Mayor George Harvie wrote to Doug Donaldson, Minister of Forests Lands, Natural Resource Operations and Rural Development, saying that despite the current restrictions on the land use, Delta is concerned that the lands could be sold to speculators with no interest in farming.

Donaldson in a letter of response stated, “We will continue to work collaboratively with the Tsawwassen First Nation and the City of Delta with regards to land management in Brunswick Point and will consider the interests of all parties when determining the long-term future of these lands.”

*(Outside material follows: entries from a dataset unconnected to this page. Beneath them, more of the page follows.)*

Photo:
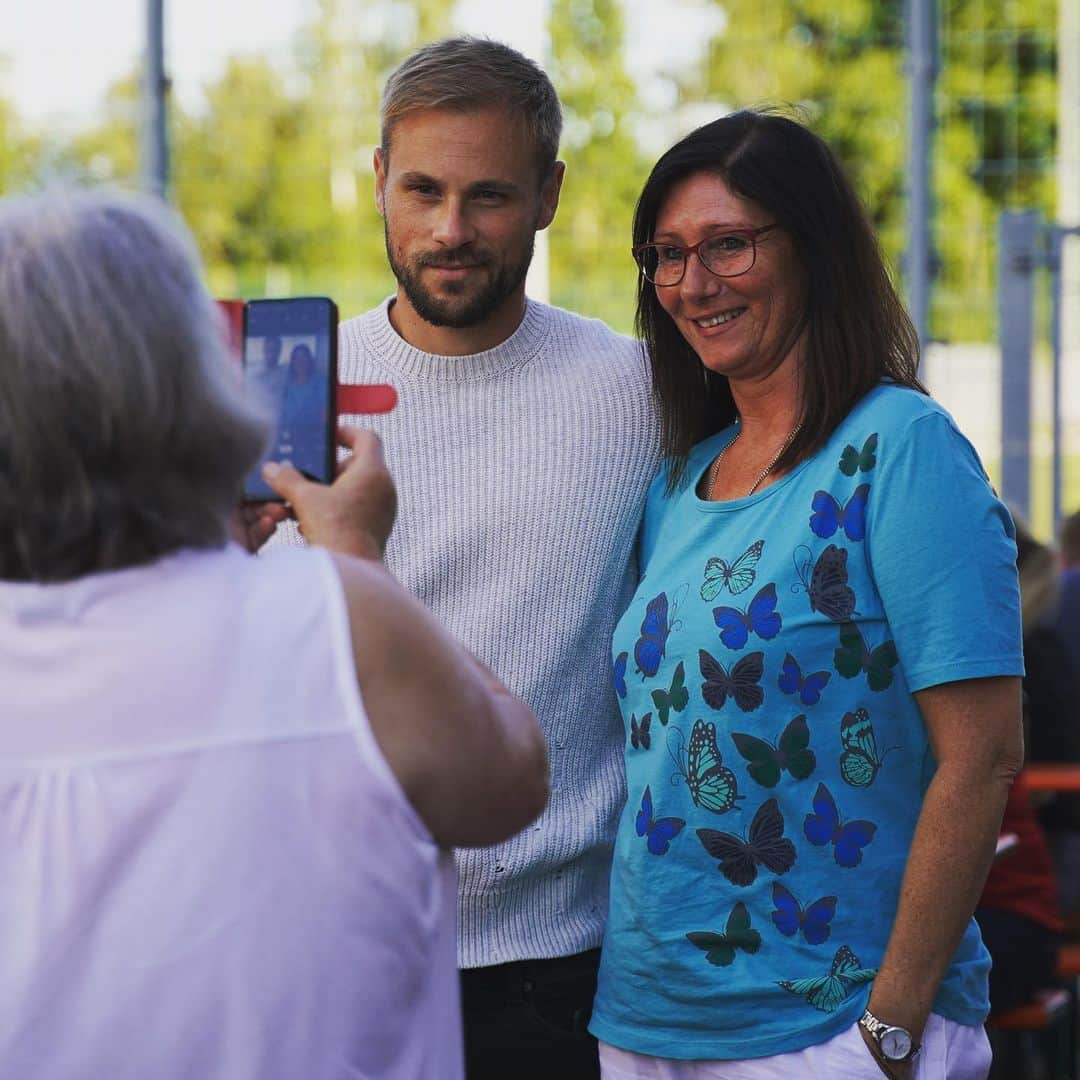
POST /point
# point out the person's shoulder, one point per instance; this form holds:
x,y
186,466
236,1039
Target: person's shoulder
x,y
593,334
353,328
891,408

Noting the area faces uncertainty due to its proximity to the port and the potential for the land to be converted into industrial purposes, Paton, the Liberal agriculture critic, said his private member’s bill focused on the hundreds of acres of ALR land still owned by the province.

In 1968, 4,000 acres of prime farmland in Delta was expropriated to support a future port at Roberts Bank.

Many years later, after realizing the expropriated lands were not needed during that time, the province offered to sell most of the farms back to their original owners.

However, just over 600 acres of Brunswick Point farmland was held back by the Crown, only offered to the farm families who originally owned them through short-term leases.

Farmers and the city have been calling for longer-term leases.

Another concern, Paton noted, is that the Tsawwassen First Nation could eventually take over Brunswick Point lands and apply to have them removed from Delta to become part of the First Nation territory, since the lands are contiguous, paving the way for their removal from the ALR.

The TFN through its treaty has the first right of refusal to purchase the lands.

The DFI last year also raised concerned about the sale of almost 200 acres of lands at Brunswick Point to the TFN.